Feds Block EFF Look at Google/DoJ Contacts
netbuzz writes "The Electronic Frontier Foundation wants to know all there is to know about contacts between Google and a Justice Department official involved in a highly charged 2006 government-snooping dispute that ensnared the search giant. That DoJ official, Jane Horvath, was subsequently hired by Google last year as senior privacy counsel. The DoJ has refused for six months to release public information about the matter being requested by EFF."
It was in the firehose entry...why the editors removed that bit of info is not clear:
http://www.networkworld.com/community/node/25435
I honestly don't know about the case at hand, but invoking the 5th amendment is not saying you are guilty or not... similar to refusing to give a police officer your drivers license when you are walking to the store at 1AM, or not letting airport security boot up your laptop and look through it. They would like you to think that refusal is implication of some guilt, but when it comes down to it, what they are asking has nothing to do with the problem at hand. If I am walking down the street, there is NO reason to expect that I would even have a drivers license, let alone give it up when I AM NOT DRIVING. Same with airport security snooping in my laptop... I am not plugging my laptop into your plane, your servers, or anything that should concern you. It has nothing to do with people who have a bomb in their luggage.

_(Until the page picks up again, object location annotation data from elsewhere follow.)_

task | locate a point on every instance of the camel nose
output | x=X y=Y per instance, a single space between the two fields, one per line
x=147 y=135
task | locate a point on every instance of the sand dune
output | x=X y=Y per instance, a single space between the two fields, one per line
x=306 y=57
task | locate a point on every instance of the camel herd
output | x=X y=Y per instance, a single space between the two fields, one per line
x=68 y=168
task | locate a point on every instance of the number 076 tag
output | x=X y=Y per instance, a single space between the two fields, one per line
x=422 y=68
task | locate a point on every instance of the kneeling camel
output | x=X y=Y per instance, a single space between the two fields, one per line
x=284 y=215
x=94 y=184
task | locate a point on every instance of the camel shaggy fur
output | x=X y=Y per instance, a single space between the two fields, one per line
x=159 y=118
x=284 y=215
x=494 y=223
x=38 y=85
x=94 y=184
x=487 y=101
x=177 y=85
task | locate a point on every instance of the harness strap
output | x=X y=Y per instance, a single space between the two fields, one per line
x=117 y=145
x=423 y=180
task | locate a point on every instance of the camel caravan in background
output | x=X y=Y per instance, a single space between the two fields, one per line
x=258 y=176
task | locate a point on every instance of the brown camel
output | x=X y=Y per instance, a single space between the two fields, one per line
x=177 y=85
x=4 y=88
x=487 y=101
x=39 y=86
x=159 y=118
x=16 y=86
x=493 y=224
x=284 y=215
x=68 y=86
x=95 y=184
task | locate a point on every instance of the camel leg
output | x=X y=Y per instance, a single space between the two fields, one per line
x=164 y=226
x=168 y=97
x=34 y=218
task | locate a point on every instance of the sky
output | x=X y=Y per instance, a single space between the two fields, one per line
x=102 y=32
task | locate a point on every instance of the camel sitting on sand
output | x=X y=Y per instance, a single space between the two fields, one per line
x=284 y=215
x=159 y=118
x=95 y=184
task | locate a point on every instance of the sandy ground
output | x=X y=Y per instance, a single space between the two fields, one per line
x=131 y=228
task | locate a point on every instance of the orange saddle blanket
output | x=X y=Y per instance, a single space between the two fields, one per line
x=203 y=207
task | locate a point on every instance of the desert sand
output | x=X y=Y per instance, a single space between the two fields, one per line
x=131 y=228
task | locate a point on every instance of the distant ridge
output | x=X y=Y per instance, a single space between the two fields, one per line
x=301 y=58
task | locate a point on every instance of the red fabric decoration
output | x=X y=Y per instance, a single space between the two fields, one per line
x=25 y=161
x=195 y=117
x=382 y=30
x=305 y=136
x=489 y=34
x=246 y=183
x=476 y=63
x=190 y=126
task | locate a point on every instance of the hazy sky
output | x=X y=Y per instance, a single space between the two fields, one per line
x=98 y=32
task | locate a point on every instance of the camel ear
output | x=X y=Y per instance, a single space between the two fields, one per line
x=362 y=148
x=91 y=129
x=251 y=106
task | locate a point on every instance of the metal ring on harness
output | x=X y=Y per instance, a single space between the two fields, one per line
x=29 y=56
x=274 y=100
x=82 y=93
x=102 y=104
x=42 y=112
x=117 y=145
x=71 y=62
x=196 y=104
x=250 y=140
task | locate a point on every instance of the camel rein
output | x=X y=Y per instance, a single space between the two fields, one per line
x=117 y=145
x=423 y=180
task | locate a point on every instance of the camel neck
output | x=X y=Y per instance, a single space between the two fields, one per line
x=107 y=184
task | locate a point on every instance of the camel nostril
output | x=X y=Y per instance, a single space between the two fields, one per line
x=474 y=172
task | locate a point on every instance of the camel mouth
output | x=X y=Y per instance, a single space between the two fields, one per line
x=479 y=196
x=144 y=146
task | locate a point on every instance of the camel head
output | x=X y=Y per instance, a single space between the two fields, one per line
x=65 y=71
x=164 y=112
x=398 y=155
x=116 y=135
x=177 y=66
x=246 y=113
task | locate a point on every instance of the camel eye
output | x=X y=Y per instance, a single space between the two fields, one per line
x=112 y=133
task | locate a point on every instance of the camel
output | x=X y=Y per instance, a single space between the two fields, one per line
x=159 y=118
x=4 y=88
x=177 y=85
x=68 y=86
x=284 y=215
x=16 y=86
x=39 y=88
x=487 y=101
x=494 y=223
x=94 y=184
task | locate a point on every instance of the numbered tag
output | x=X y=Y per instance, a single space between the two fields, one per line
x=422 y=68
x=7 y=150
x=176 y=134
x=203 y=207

In cases of the 5th amendment, you can obviously call upon it when you have something to hide. You can also invoke it on principle to the fact that what I am NOT telling you has no relevance to the case at hand.
Imagine you are walking along the street and decide to rob a store. You bust into the store, start helping yourself to whatever, and you notice the store keeper being beat and raped. You call it in, it comes to trial, and all of a sudden the defendants lawyer asks you what were you doing in the store after it was closed. Obviously, you were robbing the store, but REGARDLESS, that has NOTHING to do with the beating and raping of the store keeper. This is a perfect example of why you would plead the 5th.
"When life gives you lemons, don't make lemonade. Make life take the lemons back!" -- Cave Johnson
Slashdot has added a URL field in the story submission form. (My guess is that this URL is intended for automated dupe checking.) This link gets displayed in the Firehose entry after the article.
It would appear it doesn't get displayed should the story get accepted. I guess the theory was that the editors would edit the link in. Something that, in practice, it would appear they frequently forget.
So that's my guess as to why it's missing in the article. It's not that CmdrTaco removed it, just that he forgot to add it to the story text.
You are in a maze of twisty little relative jumps, all alike.